I could see his point. Plenty of little girls and boys dream of becoming train drivers but I can't imagine that many fantasise about becoming ticket collectors. What must it be like to find yourself in a job that is not only tediously repetitive but also involves dealing with members of the fickle public, who veer between the enraged and the jocose? None of which explains why there were six of them.
It seems bizarre to suggest in these days of public-sector cuts and half-time working in the private sector, not to mention out-and-out redundancy, that crowds of superfluous personnel may be the order of the day, yet this is the case. A week earlier, dining at a gastropub on the A4 outside Reading, I was bewildered by the number of bar staff - there were more bodies behind than in front and, when I ordered a Virgin Mary, four of them collaborated in making it for me.
I spoke to one of these supernumeraries and it transpired that, until a year previously, he'd been part of a still madder crowd:
British expats in Dubai. He said he'd loved Dubai, despite a rather tricky time towards the end, when, due to, um, personal debts, he'd been unable to leave the country. "What did you do there?" I asked. He said he'd worked in human resources. I laughed bitterly and said that was rich, considering Dubai was a racist shit hole built on slave labour. He laughed still more bitterly and said that everyone was entitled to his opinion - although what he meant was: "I'd like to shove this two-litre vodka bottle right up your jacksy, then use
the optic to suck out your lifeblood."
At this juncture, I forbore from observing how wry it was to view his work history as a sort of arcade game - one of those penny cascades where the coins build up and up until they tumble down to the level below. Subject to the merciless buffeting of late capitalism, he had been catapulted from one overmanned economy to another and, in due course, he would doubtless tumble into the oubliette of unemployment. All of the above is my rather heartless way of pointing out that this crowd is crazed for a good reason: it senses the axe whistling about its ears.
The phenomenon of too many workers, far from being a sign of a booming economy, heralds the stage in a slump just before swaths get the scythe. Capitalism has a rotten skull beneath its toned, moisturised skin.

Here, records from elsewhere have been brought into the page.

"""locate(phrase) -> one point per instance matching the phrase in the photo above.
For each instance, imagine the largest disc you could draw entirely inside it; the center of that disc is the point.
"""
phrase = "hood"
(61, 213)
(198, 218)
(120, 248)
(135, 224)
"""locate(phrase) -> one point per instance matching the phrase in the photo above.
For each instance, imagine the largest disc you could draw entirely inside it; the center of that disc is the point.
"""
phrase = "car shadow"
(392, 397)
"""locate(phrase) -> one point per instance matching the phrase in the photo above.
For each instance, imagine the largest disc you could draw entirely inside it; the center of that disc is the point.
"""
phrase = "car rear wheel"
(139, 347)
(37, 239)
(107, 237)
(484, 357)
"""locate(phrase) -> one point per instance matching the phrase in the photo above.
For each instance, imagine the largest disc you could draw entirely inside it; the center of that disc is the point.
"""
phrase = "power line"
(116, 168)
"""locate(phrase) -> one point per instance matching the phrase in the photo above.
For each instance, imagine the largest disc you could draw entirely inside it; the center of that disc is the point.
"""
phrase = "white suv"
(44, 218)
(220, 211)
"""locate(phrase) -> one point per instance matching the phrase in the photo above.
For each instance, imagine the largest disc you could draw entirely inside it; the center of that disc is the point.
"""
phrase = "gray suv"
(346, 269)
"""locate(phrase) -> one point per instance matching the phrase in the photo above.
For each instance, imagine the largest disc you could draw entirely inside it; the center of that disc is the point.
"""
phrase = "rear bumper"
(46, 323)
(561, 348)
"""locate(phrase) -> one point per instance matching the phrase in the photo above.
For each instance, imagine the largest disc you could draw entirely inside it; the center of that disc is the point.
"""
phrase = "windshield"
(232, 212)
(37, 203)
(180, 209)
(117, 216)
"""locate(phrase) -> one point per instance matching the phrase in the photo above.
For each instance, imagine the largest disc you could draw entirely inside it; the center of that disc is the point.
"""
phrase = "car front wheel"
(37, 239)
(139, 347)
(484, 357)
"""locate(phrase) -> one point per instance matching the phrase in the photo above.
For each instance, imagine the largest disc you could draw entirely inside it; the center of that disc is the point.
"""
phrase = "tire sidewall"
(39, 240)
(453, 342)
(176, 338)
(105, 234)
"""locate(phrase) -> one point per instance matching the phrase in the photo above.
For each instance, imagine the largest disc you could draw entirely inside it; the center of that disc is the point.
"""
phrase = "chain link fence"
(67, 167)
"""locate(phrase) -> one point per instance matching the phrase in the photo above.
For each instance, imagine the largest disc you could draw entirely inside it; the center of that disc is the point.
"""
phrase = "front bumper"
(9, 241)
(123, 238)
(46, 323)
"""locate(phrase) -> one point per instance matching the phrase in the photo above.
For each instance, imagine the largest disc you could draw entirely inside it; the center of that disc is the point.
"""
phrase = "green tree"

As a system, it is predicated quite as much on the supply of and demand for workers as it is on the supply of and demand for the things they make and the services they offer. In times of plenty - even mock-plenty - you will know capitalism by the scarcity of labour, which means potential employees, whether plumbers or prostitutes, are always being hurried to some location where money can make more of itself out of them; but, in times of crisis, look out for the masses deranged by their sense of being inutile.
Let us typists, however, not be immune to the vicissitudes of global finance and local indebtedness. It was the first time I'd seen six ticket collectors in one place but I've often seen six economically non-viable writers cheerfully congregate - and how deranging is that? The only solution is a carefully targeted programme of public investment in viable infrastructure - such as railways - and a literary set-aside scheme, whereby the government subsidises authors to produce books that will never be read. Only drastic measures such as these will give us the good mental health afforded by full employment.